Chociaż raporty Polskiego Związku Organizatorów Turystyki pokazujące, że sprzedaż wycieczek lotniczych na 2017 rok wzrosła w ciągu pierwszych trzech tygodni w porównaniu z zeszłym rokiem o 25,2 procent, a wielkość skumulowana sprzedaży w biurach podróży osiągnęła 34,3 procent, to jednak ta dynamika jest o wiele słabsza niż dynamika zeszłoroczna (w tym samym okresie ubiegłego roku i przy przesuniętej w podobnej skali na wcześniejsze tygodnie przedsprzedaży first minute). Tą uwagą rozpoczyna cotygodniową analizę prezes Instytutu Badań Rynku Turystycznego Traveldata Andrzej Betlej.

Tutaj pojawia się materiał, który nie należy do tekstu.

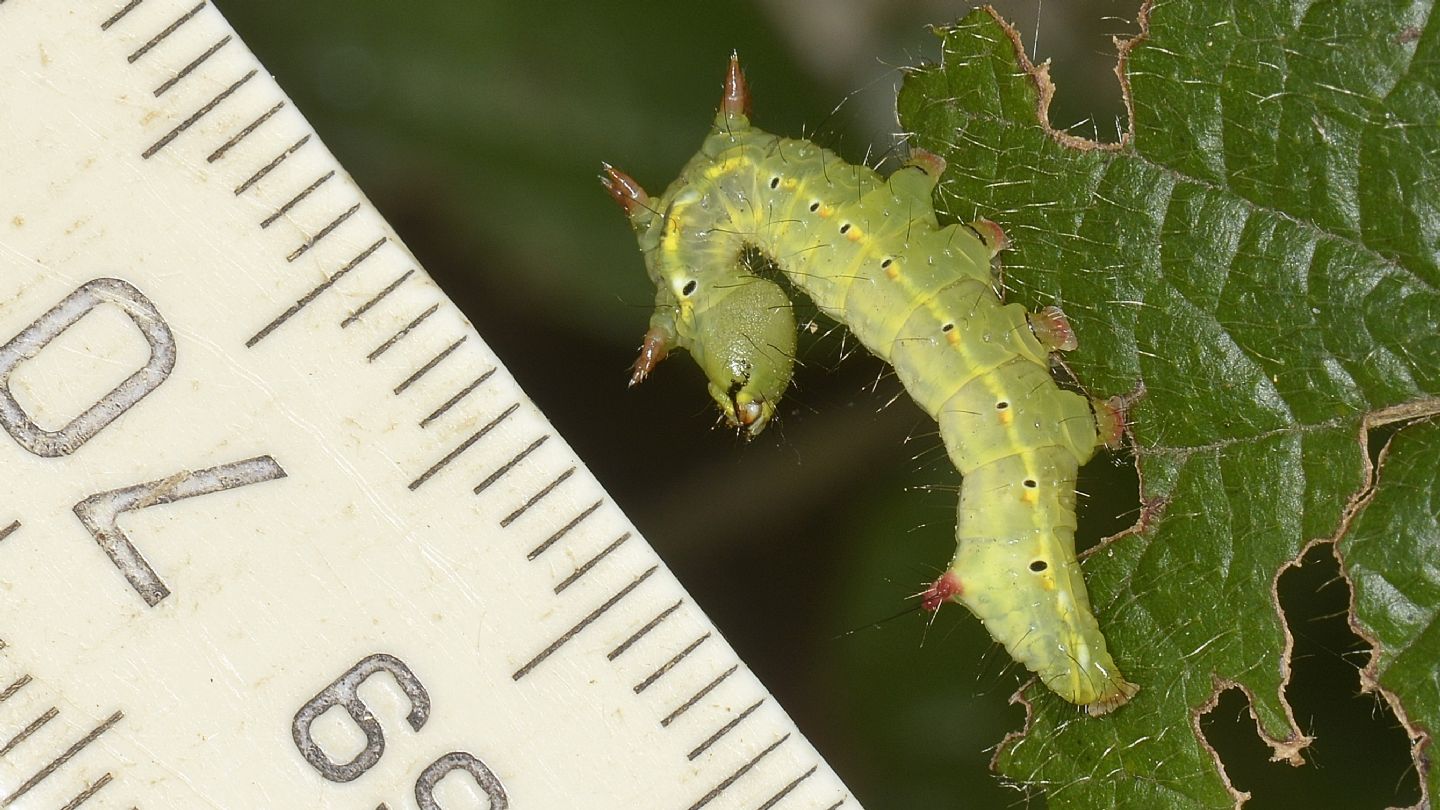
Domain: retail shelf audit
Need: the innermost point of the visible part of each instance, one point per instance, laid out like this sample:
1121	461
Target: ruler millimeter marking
278	528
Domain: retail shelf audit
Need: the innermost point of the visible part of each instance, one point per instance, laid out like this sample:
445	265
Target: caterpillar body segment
871	254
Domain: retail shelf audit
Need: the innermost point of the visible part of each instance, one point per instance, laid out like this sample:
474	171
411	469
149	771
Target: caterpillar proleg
871	254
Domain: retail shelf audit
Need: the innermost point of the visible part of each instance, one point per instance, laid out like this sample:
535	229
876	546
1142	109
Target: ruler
277	528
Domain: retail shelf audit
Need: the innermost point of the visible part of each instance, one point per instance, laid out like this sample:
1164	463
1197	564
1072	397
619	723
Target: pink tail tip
941	591
736	97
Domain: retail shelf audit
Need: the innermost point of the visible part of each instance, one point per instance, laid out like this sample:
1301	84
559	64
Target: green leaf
1259	257
1393	559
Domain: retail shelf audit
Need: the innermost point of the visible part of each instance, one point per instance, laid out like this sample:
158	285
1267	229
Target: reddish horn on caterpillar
736	97
624	189
651	352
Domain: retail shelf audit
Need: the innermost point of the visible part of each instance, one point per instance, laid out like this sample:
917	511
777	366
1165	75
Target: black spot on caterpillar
871	254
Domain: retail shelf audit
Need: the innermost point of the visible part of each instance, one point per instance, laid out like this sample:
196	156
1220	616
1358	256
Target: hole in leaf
1360	757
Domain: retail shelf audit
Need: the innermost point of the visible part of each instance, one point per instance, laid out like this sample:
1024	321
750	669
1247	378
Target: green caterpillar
870	252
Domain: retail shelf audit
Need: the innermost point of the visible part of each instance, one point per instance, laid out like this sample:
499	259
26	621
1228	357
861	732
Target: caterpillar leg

Należy przy tym mieć również na względzie, że w tym roku wcześniej rozpoczął sprzedaż branżowy lider, czyli biuro Itaka, które w pierwszych tygodniach przedstawiło bardziej korzystne niż w poprzednim sezonie oferty, co bez wątpliwości wywarło korzystny wpływ na ogólny wzrost dynamiki sprzedaży – wyjaśnia autor i przypomina, że po takim mocnym starcie w ubiegłym sezonie, od połowy listopada sprzedaż znacznie osłabła, spadając nawet o 30 do 40 procent poniżej poziomu z sezonu 2014/2015. Taka sytuacja, z wyjątkiem zaledwie trzech tygodni, utrzymywała się aż do pierwszej dekady lipca 2015 roku.

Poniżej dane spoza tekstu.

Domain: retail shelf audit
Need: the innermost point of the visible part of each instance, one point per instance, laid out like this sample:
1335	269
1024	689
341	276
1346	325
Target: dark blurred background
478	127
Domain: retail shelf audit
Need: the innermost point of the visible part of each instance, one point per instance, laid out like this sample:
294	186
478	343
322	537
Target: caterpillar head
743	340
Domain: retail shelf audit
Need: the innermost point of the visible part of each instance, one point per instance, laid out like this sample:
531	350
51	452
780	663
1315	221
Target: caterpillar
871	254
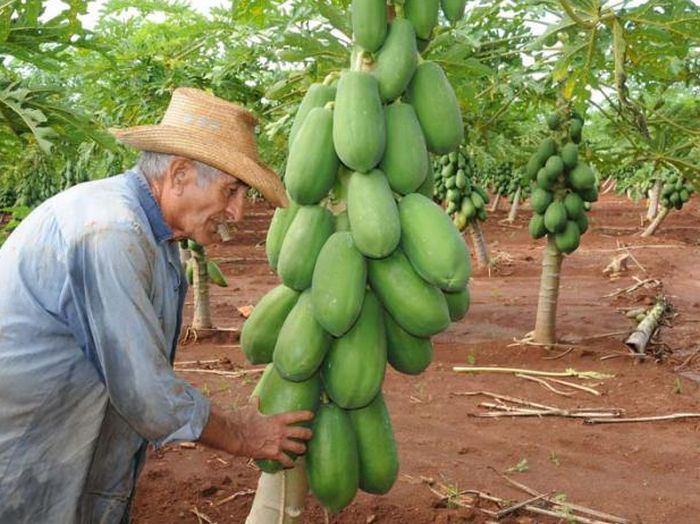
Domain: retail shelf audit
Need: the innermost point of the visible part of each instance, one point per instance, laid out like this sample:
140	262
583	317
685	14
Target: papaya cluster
562	185
676	191
371	267
213	271
464	200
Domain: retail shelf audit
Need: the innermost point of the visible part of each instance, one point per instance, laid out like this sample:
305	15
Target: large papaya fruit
305	237
260	331
417	306
406	156
312	163
396	61
281	220
423	15
434	100
332	463
302	343
278	395
353	371
338	284
359	129
318	95
406	353
376	447
373	214
369	23
432	243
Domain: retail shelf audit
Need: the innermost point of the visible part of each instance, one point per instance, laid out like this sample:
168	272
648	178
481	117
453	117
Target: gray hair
153	165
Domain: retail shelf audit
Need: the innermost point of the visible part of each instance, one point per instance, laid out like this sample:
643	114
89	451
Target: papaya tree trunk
545	323
479	244
200	285
660	216
496	201
280	497
654	196
514	207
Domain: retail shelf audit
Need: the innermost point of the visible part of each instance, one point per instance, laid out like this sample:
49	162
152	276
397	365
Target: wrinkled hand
269	436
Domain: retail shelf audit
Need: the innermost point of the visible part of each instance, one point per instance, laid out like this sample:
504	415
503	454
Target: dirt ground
645	472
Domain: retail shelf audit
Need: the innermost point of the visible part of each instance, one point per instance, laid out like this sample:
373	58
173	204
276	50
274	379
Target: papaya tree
359	179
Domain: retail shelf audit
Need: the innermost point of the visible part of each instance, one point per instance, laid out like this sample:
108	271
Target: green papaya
279	225
307	233
338	285
428	186
353	371
261	329
569	155
396	61
458	303
540	200
332	462
574	206
417	306
312	164
427	230
423	14
278	395
369	23
302	343
555	217
373	214
575	129
536	226
318	95
376	447
341	221
406	156
436	105
405	352
215	274
359	128
453	9
568	240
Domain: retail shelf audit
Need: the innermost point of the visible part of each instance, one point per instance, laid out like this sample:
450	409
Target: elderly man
90	312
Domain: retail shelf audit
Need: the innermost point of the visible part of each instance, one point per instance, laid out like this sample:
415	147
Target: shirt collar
161	230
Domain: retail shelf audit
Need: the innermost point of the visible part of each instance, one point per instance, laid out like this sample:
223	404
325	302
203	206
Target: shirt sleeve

Nie ma powodu do niepokoju
Mniejszy wzrost tegoroczny w porównaniu z zeszłorocznym ekspert kładzie na karb tego, że Polacy mniej optymistycznie oceniają przyszłość krajowej gospodarki, a więc pośrednio także swoją własną i swoich gospodarstw domowych. Sprzyja to, nawet mimo nadal bardzo silnego wzrostu dochodów gospodarstw domowych, utracie części pro-konsumenckich nastrojów Polaków, w tym zwłaszcza w obszarze popytu dotyczącego przedsprzedaży wycieczek w branży turystyki wyjazdowej. Oznacza to, że popyt na zagraniczne wojaże może wprawdzie się utrzymywać na niezłym poziomie, ale poniżej swoich teoretycznych (modelowych) wartości (patrz również: "Betlej: Turystyka ucierpi, bo ludzie nie wierzą, że będzie dobrze").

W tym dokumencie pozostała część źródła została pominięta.